Covid-19 salgınında aşı ya da antiviral ilaçların kesin olarak bulunacağı zamana kadar pasif antikor tedavisinden yararlanılabileceğinin altını çizen Dr. Kerem Kınık, şu uyarılarda da bulundu: “Koronavirüs, hakkında her gün yeni yayınlar görüyoruz. Dolayısıyla herhangi bir klinik araştırmanın önünü kapatmak da doğru değil. Ama herhangi bir resmi kanıtı olmayan bir süreci de mucize gibi gösterip insanların bu anlamda algılarını yanlış etkilemek de çok doğru değil. Bu çerçevede özellikle tıbbi ahlak ve mesleki etik konusunda bütün hekim arkadaşlarımız aynı hassasiyeti gösteriyorlar. Bu yaşadığımız biyolojik bir afettir. Normal zamanda değiliz. Dolayısıyla herkesin tedavi edilebilir olması gerekiyor. Sadece belirli kesimlerin değil. Tedavilerin etkinliğinin kanıtlanmış, sürdürülebilir ve hakkaniyete uygun bir şekilde, toplumun bütün kesimlerine açık olması gerekiyor. Biz de elimizden geldiği kadar gerek aşı çalışmalarına gerekse ilaç çalışmalarına laboratuvarlarımızı açarak destek vermeye ve ulusal anlamdaki çalışmaları desteklemeye devam edeceğiz.”

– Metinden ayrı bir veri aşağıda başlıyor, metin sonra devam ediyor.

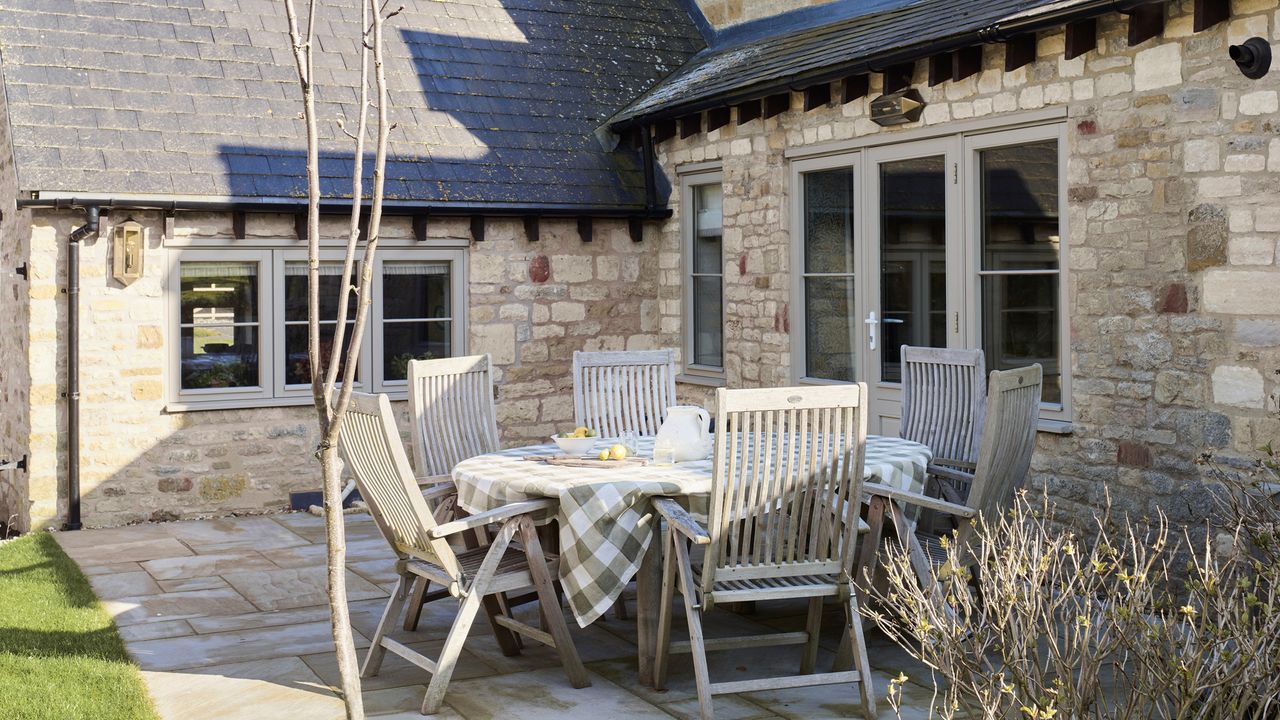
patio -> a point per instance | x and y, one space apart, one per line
228 619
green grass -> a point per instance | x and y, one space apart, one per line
60 657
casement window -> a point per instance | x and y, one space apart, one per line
240 318
704 277
950 241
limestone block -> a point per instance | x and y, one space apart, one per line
1157 67
1242 292
1238 386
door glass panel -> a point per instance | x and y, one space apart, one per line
1020 314
830 333
913 258
831 317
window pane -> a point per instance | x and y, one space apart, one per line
330 286
412 341
708 327
297 369
219 292
828 222
830 333
416 290
913 258
707 229
219 355
1019 326
1019 206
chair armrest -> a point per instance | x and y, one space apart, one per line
950 473
920 500
681 520
496 515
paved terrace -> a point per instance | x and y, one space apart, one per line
228 620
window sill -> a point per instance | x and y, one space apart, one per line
257 402
708 381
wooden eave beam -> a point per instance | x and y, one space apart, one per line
1019 51
663 131
690 126
1208 13
1146 22
965 62
817 96
897 77
940 68
854 87
1082 36
777 104
717 118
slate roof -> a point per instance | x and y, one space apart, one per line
796 46
496 101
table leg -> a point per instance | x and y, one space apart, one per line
648 596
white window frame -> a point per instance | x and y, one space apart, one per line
272 256
693 372
973 137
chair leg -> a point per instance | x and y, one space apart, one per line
374 660
813 625
551 607
695 632
451 651
415 604
664 609
858 645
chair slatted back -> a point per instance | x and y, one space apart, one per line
620 391
787 466
451 401
1008 438
944 400
371 449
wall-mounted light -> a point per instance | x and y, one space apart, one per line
127 253
897 108
1253 57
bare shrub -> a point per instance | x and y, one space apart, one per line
1130 620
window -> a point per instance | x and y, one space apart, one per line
242 322
704 267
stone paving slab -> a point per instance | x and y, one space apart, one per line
228 620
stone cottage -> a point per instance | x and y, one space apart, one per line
784 191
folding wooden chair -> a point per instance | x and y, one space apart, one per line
787 464
371 449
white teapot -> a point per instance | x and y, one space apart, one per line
688 431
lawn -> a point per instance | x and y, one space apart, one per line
60 656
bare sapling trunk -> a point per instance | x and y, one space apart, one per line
327 367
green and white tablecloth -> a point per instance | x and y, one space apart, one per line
606 520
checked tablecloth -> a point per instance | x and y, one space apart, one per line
606 522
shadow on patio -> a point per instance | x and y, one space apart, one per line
228 619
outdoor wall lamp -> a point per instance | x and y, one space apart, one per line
1253 57
127 253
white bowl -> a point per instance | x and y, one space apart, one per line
575 446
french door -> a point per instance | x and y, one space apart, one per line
923 244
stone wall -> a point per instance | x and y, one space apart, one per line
723 13
1174 181
531 305
13 340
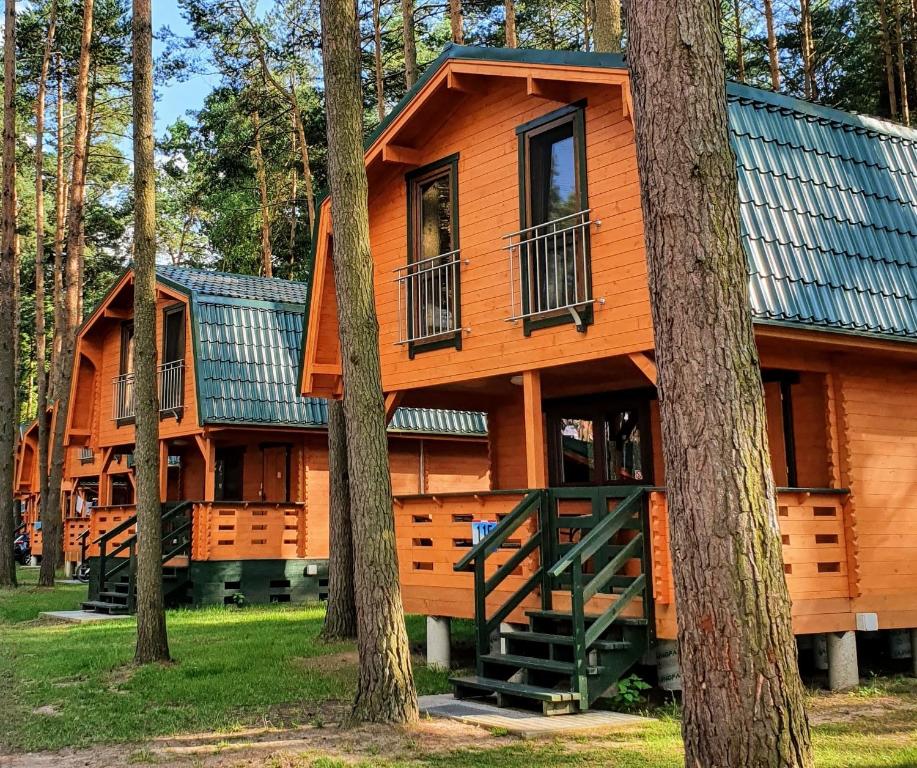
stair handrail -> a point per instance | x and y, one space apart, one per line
598 536
498 536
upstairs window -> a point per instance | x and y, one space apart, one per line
550 254
429 287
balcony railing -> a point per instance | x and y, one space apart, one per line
428 298
171 391
549 268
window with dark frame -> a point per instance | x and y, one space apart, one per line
430 285
553 243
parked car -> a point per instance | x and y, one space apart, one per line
22 549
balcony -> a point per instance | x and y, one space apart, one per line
171 392
429 299
549 270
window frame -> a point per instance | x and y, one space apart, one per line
574 113
413 180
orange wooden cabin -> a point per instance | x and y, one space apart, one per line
243 456
510 278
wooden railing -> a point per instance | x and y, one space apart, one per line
815 554
248 530
434 532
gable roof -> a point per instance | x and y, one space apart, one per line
247 333
828 201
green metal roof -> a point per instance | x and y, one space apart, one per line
247 335
828 203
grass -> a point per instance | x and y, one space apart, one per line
75 686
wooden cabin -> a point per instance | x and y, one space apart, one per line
243 456
510 277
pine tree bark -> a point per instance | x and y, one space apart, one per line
772 53
740 45
885 34
341 614
606 30
456 22
385 685
743 699
902 68
377 59
70 304
152 640
410 43
808 49
9 279
509 24
41 343
267 257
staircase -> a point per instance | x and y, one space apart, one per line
565 659
113 575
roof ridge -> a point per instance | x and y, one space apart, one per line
881 127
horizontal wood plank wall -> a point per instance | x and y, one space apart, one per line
482 130
877 409
433 534
815 560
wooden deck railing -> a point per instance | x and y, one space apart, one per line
815 555
248 530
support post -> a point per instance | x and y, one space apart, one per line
843 672
536 464
439 642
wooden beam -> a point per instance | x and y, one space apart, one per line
646 365
393 153
392 401
535 451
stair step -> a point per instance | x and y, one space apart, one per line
529 662
100 607
629 621
533 692
543 637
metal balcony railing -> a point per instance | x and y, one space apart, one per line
428 298
549 268
171 391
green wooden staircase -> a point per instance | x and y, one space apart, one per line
112 575
597 564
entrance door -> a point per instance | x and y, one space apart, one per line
275 478
600 440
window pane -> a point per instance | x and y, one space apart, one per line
623 449
435 217
578 447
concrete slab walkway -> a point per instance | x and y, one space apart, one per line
522 723
81 617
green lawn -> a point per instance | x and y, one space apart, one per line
74 686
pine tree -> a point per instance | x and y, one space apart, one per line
743 699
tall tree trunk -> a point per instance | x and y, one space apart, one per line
509 24
808 49
885 34
606 31
341 615
385 684
772 54
410 42
902 68
40 334
456 22
377 59
60 217
743 698
8 281
267 258
152 640
740 44
70 317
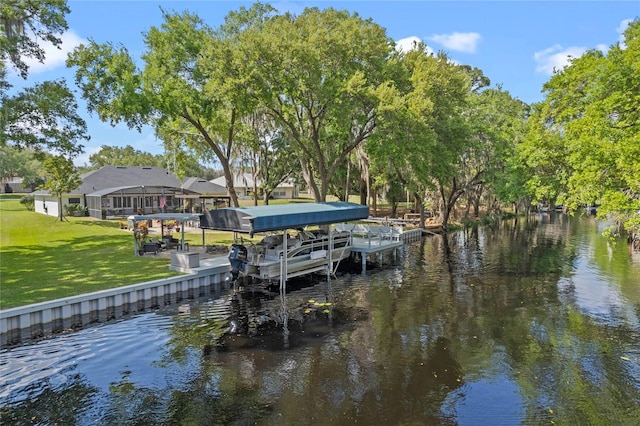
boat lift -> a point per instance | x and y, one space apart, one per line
282 218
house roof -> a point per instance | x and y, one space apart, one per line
281 216
121 176
204 187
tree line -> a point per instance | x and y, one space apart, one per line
326 98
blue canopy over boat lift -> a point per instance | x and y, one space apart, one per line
255 219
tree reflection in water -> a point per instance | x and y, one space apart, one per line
534 321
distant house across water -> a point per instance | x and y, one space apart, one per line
120 191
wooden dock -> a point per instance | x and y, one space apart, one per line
375 240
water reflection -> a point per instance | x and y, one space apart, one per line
534 321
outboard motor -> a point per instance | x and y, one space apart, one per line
238 259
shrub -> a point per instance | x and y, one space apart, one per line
27 201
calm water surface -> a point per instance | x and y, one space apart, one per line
534 322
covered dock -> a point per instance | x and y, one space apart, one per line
256 219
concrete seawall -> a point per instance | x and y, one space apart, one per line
47 318
202 277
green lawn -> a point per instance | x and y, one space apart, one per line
42 258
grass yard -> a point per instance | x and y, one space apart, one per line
43 259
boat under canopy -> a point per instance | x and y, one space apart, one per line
257 219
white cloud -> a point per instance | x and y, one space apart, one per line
459 42
408 44
55 57
556 58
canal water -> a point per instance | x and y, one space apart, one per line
529 322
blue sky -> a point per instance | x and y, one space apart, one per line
516 44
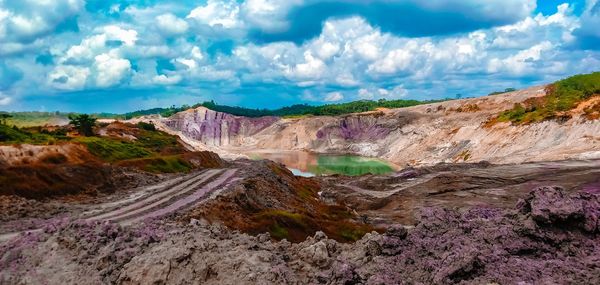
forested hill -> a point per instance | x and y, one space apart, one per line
290 111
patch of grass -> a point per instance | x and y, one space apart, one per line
156 141
562 96
113 150
15 135
169 164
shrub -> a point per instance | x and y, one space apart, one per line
561 96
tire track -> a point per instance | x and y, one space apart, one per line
176 194
158 199
186 201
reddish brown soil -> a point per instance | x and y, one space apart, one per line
271 199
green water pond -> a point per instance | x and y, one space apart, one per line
311 164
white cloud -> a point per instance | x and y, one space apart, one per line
223 13
395 61
523 62
110 70
334 97
31 19
170 24
312 68
67 77
167 80
4 100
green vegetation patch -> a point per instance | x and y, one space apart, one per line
113 150
294 111
350 165
562 96
15 135
168 164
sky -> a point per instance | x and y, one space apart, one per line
119 56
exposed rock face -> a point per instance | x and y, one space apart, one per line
479 246
215 128
452 131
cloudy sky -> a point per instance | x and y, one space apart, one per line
117 56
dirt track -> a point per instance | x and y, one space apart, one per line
158 200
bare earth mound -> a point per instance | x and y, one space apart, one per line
483 245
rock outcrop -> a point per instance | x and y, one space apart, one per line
530 245
215 128
452 131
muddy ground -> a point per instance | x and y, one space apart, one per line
253 222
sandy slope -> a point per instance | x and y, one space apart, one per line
452 131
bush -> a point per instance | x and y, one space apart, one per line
561 96
146 126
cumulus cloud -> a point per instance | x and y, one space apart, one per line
111 70
219 13
67 77
307 50
4 100
334 97
171 25
25 21
301 20
588 35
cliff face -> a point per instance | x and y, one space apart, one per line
453 131
215 128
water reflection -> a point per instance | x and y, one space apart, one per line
311 164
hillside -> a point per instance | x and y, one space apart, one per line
467 130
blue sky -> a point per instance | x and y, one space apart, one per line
118 56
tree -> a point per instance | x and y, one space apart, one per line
84 124
3 117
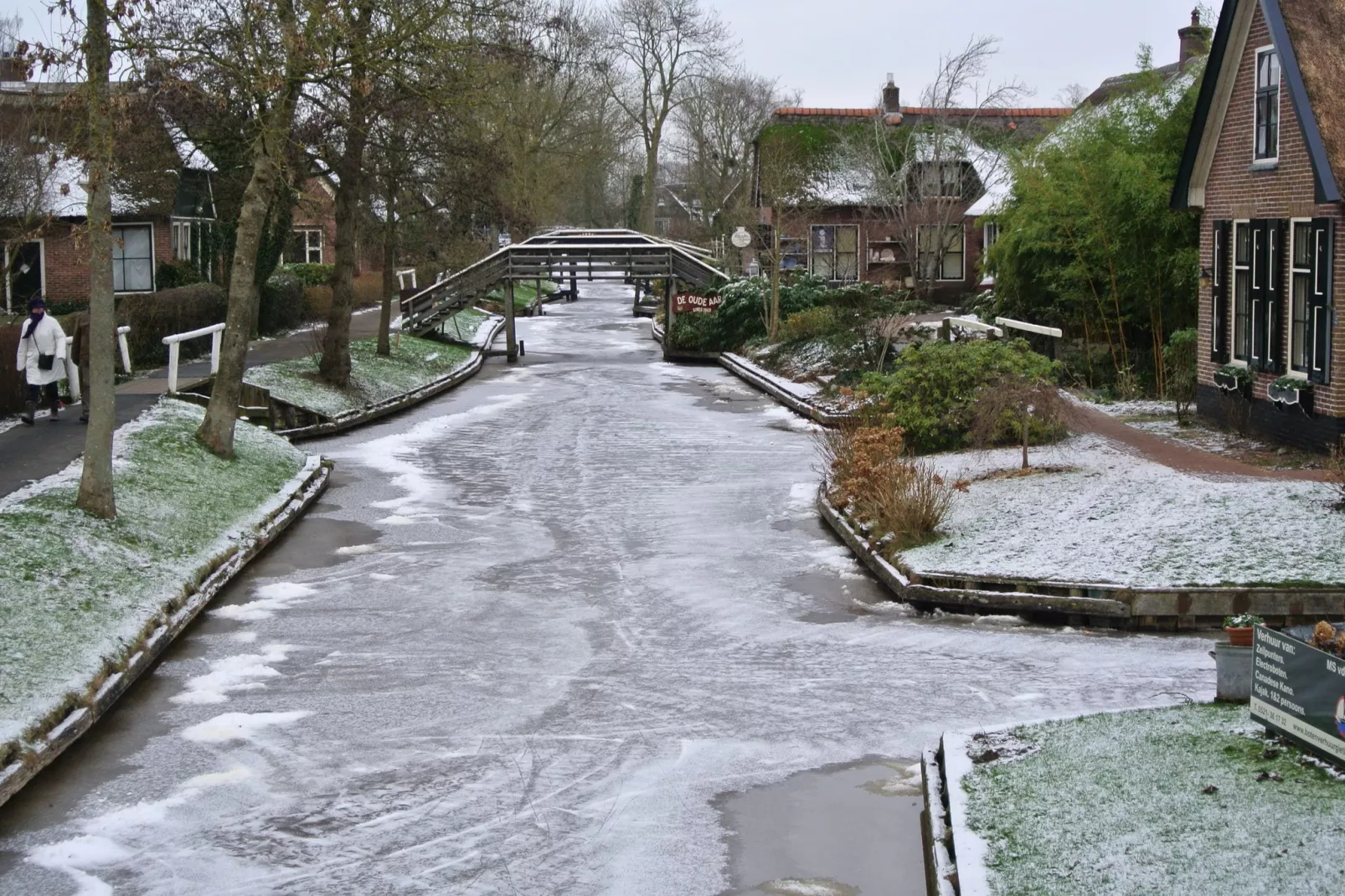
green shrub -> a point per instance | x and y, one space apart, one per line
166 312
281 304
170 275
810 323
310 275
932 386
1180 369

Bakanlığın yayınladığı rehberde, Türkiye'nin herhangi bir noktasındaki üniversite hastanesi, eğitim araştırma hastanesi ya da bu konu ile ilgili ruhsat almış merkezlerin bu tedaviyi yapabileceğini söyleyen Kınık, “Ancak pasif immünizasyon metodu yapmak isteyen bir merkezin Kızılay'dan ISPT 128 kodlu provizyonu almak zorunda. Çünkü sürecin izlenebilirliği, kimden kan alındığı, kime gittiği, ulusal anlamda ne kadarlık hacimde bir iş yapıldığı, Bakanlığımız’ın koymuş olduğu endikasyondaki hastalara mı uygulandı, mali açıdan da sağlık uygulama tebliğine uygun mu yapıldığı ancak bu şekilde izlenebilir. Çok açık bir şey var, Sağlık Uygulama Tebliğinde belirtilen fiyatlar dışında herhangi bir fiyatlama yapılamayacak. Çünkü bu ticari bir işlem değil. Tamamen afet müdahalesi dolayısı ile bütün insanlarımızın erişebilmesi gerekiyor ki Bakanlığımız bu konuda gerekli adımları attı. Kızılay bu işin izlenebilirliği ve ulusal bazda kan temini projesi yürüten, yılda 3 milyon ünite kan toplayan, ülkenin tekeli olan bir kuruluş. Bu nedenle de Sağlık Bakanlığımız tarafından Kızılay bu konuda otorize edildi." ifadelerini kullandı.